The absorbance of reaction mixtures, whose details and steps are better explained in the report, is measured via UV–vis spectrophotometer set to 700nm. Total oxidant activity is recorded as well as documenting total oxidant content as mg gallic acid equivalent/g of plant extract.
Antimicrobial activity
In this step, in order to be able to calculate the antimicrobial activity of A. rutifolia leaf extracts, the researchers used agar disc diffusion assay Inoculation of nutrient agar and potato dextrose took place. Afterwards, these were placed into sterilized petri plates. Dilutions of the extracts were made with biological-grade dimethyl sulfoxide (DMSO). Sterile filter discs impregnated with 50 µL of diluted plant extract solution are then placed into the aforementioned petri plates. These places undergo incubation at 37°C for 24-hour and at 27°C for 48-hour time period. Later, Antibacterial and antifungal activities are determined by using a zone reader.
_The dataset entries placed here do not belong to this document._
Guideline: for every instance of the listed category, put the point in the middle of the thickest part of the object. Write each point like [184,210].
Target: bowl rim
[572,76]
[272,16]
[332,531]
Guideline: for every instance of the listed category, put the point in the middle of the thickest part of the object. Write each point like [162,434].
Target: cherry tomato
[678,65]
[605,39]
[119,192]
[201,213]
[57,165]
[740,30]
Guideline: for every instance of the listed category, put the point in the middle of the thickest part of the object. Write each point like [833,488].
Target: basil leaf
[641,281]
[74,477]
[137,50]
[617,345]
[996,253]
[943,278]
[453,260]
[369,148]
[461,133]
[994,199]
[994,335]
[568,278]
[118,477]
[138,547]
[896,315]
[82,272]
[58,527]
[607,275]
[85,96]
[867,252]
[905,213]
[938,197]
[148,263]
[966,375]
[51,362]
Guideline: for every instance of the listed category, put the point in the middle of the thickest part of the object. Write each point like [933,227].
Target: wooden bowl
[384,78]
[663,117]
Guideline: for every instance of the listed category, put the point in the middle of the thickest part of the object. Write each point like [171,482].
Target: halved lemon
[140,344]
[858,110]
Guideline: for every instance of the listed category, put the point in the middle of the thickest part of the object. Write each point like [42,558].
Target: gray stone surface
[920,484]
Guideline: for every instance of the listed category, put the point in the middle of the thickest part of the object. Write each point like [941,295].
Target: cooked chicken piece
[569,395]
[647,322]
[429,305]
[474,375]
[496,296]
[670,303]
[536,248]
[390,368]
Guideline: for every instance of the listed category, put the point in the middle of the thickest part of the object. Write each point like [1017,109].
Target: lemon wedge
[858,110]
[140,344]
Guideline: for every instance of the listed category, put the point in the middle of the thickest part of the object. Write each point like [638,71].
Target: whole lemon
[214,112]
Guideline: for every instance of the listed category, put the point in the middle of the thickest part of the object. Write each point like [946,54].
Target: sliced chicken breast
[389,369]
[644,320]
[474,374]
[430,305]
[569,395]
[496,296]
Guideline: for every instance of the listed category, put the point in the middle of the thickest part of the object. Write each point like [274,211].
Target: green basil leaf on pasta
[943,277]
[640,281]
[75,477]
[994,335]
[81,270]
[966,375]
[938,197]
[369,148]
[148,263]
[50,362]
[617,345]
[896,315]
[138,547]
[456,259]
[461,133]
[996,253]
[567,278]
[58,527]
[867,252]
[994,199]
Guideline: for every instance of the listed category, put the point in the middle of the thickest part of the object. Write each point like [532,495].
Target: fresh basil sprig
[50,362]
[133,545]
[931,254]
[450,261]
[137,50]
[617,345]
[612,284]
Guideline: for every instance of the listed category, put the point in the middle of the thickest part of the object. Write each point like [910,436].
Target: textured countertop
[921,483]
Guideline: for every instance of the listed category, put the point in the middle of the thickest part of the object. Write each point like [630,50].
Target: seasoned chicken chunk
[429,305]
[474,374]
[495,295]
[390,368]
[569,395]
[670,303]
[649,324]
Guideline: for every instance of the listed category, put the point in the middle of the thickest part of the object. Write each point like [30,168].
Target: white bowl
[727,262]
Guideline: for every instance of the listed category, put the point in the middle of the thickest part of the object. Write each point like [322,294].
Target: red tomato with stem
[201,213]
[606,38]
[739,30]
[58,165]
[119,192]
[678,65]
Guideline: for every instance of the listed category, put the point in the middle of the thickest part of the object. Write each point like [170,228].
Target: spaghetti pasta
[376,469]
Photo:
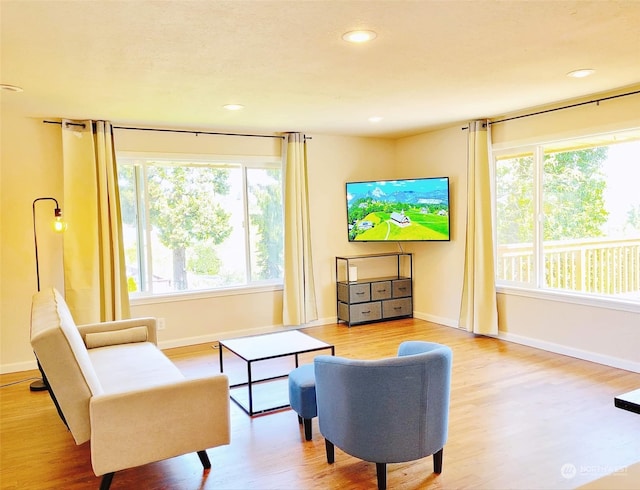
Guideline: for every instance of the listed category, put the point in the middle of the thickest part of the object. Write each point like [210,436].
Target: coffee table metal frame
[264,347]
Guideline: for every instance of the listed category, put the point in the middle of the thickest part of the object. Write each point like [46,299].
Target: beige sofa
[114,387]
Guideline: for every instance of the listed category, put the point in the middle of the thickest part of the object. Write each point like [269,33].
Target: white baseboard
[447,322]
[616,362]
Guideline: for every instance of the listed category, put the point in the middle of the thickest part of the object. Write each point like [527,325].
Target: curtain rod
[594,101]
[187,131]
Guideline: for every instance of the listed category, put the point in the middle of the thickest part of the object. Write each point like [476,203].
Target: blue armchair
[389,410]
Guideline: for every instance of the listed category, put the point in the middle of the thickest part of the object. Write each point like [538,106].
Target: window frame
[536,289]
[145,257]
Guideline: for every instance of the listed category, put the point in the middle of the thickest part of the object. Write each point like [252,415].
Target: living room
[31,167]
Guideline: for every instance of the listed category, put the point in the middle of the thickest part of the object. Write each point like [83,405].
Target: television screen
[398,210]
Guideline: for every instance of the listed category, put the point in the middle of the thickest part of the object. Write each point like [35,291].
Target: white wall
[31,164]
[31,167]
[596,333]
[438,266]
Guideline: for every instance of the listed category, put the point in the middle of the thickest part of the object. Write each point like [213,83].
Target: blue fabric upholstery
[302,391]
[388,410]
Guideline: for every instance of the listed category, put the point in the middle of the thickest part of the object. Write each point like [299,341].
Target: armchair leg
[106,481]
[307,429]
[381,473]
[437,461]
[330,451]
[204,459]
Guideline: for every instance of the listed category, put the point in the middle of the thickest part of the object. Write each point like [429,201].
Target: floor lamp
[58,226]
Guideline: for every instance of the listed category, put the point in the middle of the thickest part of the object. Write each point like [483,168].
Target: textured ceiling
[434,63]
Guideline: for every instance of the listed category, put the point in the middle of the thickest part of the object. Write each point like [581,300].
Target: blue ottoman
[302,396]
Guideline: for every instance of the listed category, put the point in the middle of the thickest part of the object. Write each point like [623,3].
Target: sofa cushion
[115,337]
[129,367]
[61,351]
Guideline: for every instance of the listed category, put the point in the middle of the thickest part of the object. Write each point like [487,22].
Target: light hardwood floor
[520,418]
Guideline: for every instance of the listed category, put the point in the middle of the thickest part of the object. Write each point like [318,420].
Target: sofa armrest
[139,427]
[115,325]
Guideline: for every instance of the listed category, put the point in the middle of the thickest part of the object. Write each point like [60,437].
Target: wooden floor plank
[520,418]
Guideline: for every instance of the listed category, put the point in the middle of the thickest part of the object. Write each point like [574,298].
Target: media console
[374,297]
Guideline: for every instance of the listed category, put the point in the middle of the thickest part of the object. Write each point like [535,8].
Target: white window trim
[246,161]
[536,290]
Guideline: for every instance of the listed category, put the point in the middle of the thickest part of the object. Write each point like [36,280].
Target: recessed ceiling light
[583,72]
[359,36]
[10,88]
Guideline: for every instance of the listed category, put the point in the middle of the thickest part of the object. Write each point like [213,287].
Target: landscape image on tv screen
[398,210]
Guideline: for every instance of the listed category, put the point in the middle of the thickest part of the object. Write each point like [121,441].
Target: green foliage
[573,194]
[266,217]
[184,210]
[573,202]
[203,259]
[127,189]
[633,218]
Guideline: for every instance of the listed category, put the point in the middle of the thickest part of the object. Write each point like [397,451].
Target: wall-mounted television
[403,210]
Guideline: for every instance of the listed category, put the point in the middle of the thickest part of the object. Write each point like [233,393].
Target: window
[568,216]
[200,225]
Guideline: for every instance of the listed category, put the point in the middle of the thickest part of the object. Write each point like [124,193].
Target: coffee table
[261,348]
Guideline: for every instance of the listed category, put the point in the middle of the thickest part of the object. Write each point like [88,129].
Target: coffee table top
[259,347]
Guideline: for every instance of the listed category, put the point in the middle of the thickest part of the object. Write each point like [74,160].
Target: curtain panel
[299,299]
[479,310]
[94,266]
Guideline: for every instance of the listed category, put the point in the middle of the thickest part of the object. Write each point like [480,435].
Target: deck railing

Estimation of minimum inhibitory concentration (MIC) values
The calculation of the minimum inhibitory concentration (MIC) was carried out by following the methods laid out in the
broth microdilution method. After experimentation, the plates are incubated at 37°C for 24 hours for bacteria and 27°C for 48 hour for fungi. It is noted that the reason for the color change of indicator, resazurin, varies as per microbial growth.